L’objectif des politiques visant à favoriser l’articulation vie familiale – vie professionnelle est de permettre à toutes et tous de mener une carrière la plus complète possible tout en permettant une vie privée et une vie familiale épanouies. Il s’agit bien d’articuler deux sphères complémentaires dans la vie des individus et non pas deux sphères contraires (d’où le terme d’articulation plutôt que de conciliation) qui visent de fait l’égalité femmes-hommes. Les politiques visant à favoriser l’articulation vie familiale – vie professionnelle encouragent et permettent de maintenir les femmes, les mères notamment, sur le marché du travail. En ce sens elles peuvent contribuer à l’égalité des femmes et des hommes. Cependant, ces politiques ne peuvent atteindre leur objectif que si en parallèle au maintien des femmes sur le marché du travail,  les hommes participent plus amplement aux tâches domestiques.

Les politiques d’investissement social cherchent à investir dans les capacités futures des individus, mais elles visent aussi à mobiliser au mieux et selon le souhait des individus leurs « capabilités » acquises (cf. Amartya Sen). Dans le cadre des politiques d’investissement social, favoriser le travail des femmes répond à plusieurs objectifs : encourager la natalité face au vieillissement démographique,  développer les services de prise en charge des personnes dépendantes (jeunes et vieux), réduire les risques de pauvreté des enfants (la pauvreté des enfants est toujours plus faible dans les ménages où les deux parents travaillent) et augmenter les taux généraux d’emploi (afin de dégager des ressources pour les retraites). L’enjeu est que l’approche d’investissement social intègre également l’objectif sociétal et démocratique d’égalité des sexes en intégrant l’impact différencié des dispositifs sur les femmes et les hommes ou encore en pensant l’articulation vie professionnelle-vie familiale également pour les hommes.

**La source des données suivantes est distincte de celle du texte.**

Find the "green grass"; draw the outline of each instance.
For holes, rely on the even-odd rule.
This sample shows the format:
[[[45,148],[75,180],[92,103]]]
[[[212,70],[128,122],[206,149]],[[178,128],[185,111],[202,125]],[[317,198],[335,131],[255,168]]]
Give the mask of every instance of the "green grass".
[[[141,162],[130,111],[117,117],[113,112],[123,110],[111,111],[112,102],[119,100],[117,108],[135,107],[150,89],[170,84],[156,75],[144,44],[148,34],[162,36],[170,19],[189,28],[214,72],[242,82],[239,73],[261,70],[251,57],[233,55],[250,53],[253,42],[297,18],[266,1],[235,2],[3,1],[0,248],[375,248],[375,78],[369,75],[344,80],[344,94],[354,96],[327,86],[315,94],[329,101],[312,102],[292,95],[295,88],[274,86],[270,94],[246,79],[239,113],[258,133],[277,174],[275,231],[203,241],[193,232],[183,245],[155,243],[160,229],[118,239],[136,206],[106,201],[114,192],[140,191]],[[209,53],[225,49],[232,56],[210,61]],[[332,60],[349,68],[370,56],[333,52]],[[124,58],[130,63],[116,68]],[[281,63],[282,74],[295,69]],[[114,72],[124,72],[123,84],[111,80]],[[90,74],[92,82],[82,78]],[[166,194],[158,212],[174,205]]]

Cette séance aborde la question de façon globale, en s’intéressant notamment aux différents dispositifs publics facilitant l’articulation vie professionnelle et vie familiale, dont les controversés congés parentaux, la notion de libre choix ou les dispositifs d’accueil des personnes dépendantes. L’enjeu sera aussi de ramener les politiques d’emploi et les politiques des entreprises au centre de l’interrogation, notamment en ce qui concerne l’organisation du travail et sa capacité à intégrer la plus-value collective à long-terme de l’articulation vie professionnelle/vie familiale tant pour les femmes que pour les hommes. Trois grandes séries de question seront abordées au cours de cette séance du séminaire « l’investissement social : quelle stratégie pour la France ? »

  • L’égalité des sexes, enjeu de l’investissement social

Alors que les femmes réussissent mieux que les hommes dans les études, un plafond de verre empêche une progression professionnelle correspondant à leur niveau de qualification. Le fait que les contraintes de la vie familiale pèsent principalement sur les femmes explique en grande partie les inégalités professionnelles entre les hommes et les femmes. Si les femmes changent peu en France leurs comportements professionnels à l’arrivée du premier enfant, tout change avec le deuxième enfant (environ un tiers des femmes ayant un deuxième enfant passe à temps partiel, un tiers s’arrête de travailler) et plus encore à l’arrivée du troisième enfant (près des deux tiers s’arrête de travailler). En outre, leurs carrières sont également percutées par la prise en charge de la dépendance. C’est pourquoi politique d’emploi, politique sociale et politique familiale mériteraient sans doute d’être elles-mêmes mieux articulées. La manière dont ces politiques peuvent mieux être articulées sera au coeur des interrogations de cette séance.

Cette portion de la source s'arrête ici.